Campeones ! A post for soccer /talent fans



The Real Madrid just won another national title and fans went on to a huge party at Cibeles.


This is in fact a great talent management case.

A few years ago, a spanish businessman, Florentino Perez transformed the club financials and marketing, by powering and expanding the brand and using the real estate assets of the club. It has become a well known case among sports business cases

He also decided the best players in the world should play at Real Madrid (Zidane, Beckham, Ronaldo, ...). And he actually hired them.

After a huge initial success, the club lost its nerve. No titles, no game, four years on.

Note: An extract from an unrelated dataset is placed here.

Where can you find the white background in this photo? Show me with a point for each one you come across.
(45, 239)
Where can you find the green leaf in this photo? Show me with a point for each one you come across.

And this year, instead of hiring huge stars, the club brought in "solid citizens", players that held their ground and did their job. The club also brought in an Italian trainer who had already once rescued the club. And fired Ronaldo.

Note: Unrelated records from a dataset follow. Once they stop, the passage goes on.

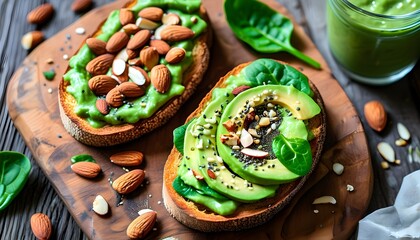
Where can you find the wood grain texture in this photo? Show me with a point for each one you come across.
(40, 196)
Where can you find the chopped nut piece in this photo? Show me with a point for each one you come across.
(338, 168)
(384, 165)
(325, 199)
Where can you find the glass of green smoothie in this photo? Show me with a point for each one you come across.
(375, 41)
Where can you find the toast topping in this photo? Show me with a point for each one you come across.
(151, 41)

And at year end, without playing "jogo bonito" or delighting the fans, the club is champion. This happened :
- Stars were treated as other players ; and delivered;
- Old values (fighting spirit) was brought back by the trainer (who actually threatened to fire David Beckham, thus igniting the players spirit);
- Game was managed by the technical team - no presidential wishes were ever considered.

What could this tell us about Talent Management ?
- Talent Management serves a business culture. In this case, a Spanish club who valued fighting spirit above all. If you forget the objective of your Talent Management processes, no matter how big the stars you bring in, you won't reach your objectives; and your clients (the fans) won't forgive you;
- Stars are made, more rarely bought. Read these articles from HBS. What I mean is : if you treat stars differently because they are stars, you are not managing talent for your business, you are managing stars. And developing a star's human capital is not equivalent to developing an organization collective intelligence; the stars get the benefit in the end, not the organization. A win-win situation should always be preferred

There are other interesting point to make about soccer and sports in general (for instance, how to value human capital); I'll be writing about those soon.

1 comment:

  1. Luis

    Great post - and so true. The inverse, unfortunately, is true of the English team: on paper a world beater, but on the pitch lacking team spirit and enough fire.

    Keep blogging on Talent Management!